The award, for services to transport and the voluntary sector, was included in the Queen's Birthday Honours in June following a request from the Edinburgh administration, the Cabinet Office revealed.
A spokesman for First Minister Alex Salmond last night said SNP ministers had not had anything to do with the nomination, saying the process had been handled entirely by non-political officials.
But Labour claimed the revelations showed that the SNP had to re-examine its relationship with wealthy donors such as Souter, and said Salmond would have been involved.
The founder of Stagecoach, Souter was knighted for having taken the company to a multi-million pound global business and for having handed out more than 20 million to charitable causes through his own trust.
Over the past four years, Souter has also given more than 1m to the SNP, including a 500,000 pledge to this year's election campaign.
His knighthood also brought complaints from gay rights campaigners, angry over his campaign to block the repeal of Section 28, the law banning the promotion of homosexuality in schools.
The row prompted Labour MP Cathy Jamieson to seek details on the award from the UK Government, which wrote to her last week stating that the nomination "came from the Scottish Government".
Labour last night said there were major question marks over the SNP's links to wealthy donors such as Souter. Jamieson highlighted a comment from a spokesman for the First Minister in June which stated that "Scottish ministers have no involvement in the process".
She also drew attention to a comment made by Salmond after the so-called "cash for honours" affair when he attacked "a political culture which allowed a relationship between financial donations and nominations for honours".
Jamieson said: "The First Minister and his party must look seriously at the relationship they have developed with wealthy individuals handing them large sums of cash. The public will rightly be asking what's next on Mr Souter's shopping list?"
She also accused the First Minister of having "personal involvement in the honour" and "misleading the public" by denying knowledge of it.

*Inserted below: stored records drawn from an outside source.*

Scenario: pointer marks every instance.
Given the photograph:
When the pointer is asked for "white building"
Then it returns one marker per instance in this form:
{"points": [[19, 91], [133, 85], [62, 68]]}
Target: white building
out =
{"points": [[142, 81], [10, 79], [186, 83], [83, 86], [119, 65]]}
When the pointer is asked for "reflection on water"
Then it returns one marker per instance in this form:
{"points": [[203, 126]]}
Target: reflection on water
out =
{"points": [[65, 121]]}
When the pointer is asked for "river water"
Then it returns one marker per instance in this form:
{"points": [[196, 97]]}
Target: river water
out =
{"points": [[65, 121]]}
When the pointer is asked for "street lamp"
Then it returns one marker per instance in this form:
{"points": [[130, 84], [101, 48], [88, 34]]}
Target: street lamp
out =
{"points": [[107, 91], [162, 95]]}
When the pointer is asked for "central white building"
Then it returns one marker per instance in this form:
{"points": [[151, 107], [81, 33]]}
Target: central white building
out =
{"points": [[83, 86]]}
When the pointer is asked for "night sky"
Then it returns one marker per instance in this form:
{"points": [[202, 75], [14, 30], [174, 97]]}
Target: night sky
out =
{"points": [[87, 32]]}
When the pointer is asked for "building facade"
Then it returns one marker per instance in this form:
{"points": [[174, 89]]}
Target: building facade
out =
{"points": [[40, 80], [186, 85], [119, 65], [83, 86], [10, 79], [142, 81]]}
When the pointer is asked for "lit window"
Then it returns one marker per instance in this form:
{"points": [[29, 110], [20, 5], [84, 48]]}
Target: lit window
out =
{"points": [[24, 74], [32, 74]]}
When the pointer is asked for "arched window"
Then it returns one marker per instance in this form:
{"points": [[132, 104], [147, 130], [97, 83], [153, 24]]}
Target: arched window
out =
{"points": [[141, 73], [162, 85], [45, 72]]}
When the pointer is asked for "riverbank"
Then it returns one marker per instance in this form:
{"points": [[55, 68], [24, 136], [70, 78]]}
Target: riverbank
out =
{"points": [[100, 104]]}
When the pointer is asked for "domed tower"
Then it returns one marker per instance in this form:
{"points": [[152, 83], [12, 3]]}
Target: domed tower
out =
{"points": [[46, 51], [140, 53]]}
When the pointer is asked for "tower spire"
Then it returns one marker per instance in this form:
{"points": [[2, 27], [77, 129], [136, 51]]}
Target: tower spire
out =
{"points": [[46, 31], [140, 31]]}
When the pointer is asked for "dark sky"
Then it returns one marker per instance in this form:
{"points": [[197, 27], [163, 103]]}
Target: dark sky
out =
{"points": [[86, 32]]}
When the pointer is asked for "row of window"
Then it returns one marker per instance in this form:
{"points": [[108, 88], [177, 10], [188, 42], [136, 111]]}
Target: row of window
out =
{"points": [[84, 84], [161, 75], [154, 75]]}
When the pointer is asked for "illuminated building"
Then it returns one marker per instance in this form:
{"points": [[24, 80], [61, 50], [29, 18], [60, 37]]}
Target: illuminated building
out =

A spokesman for the First Minister said: "The reference to the Scottish Government is not to ministers, but to the independent Honours Committee within the Scottish Government which consists of civil servants and is led by the permanent secretary, and makes recommendations to the UK Cabinet Office Honours Committee. It was this Scottish Government's decision in 2007 that ministers would make no nominations for honours. That is the position, and therefore it remains absolutely the case that the Queen's honours is a reserved matter and Scottish ministers have no involvement in the process.""Scottish Ministers make no nominations, and are only informed of those receiving honours shortly before they are to be publicly announced, in order that we can welcome all those being recognised."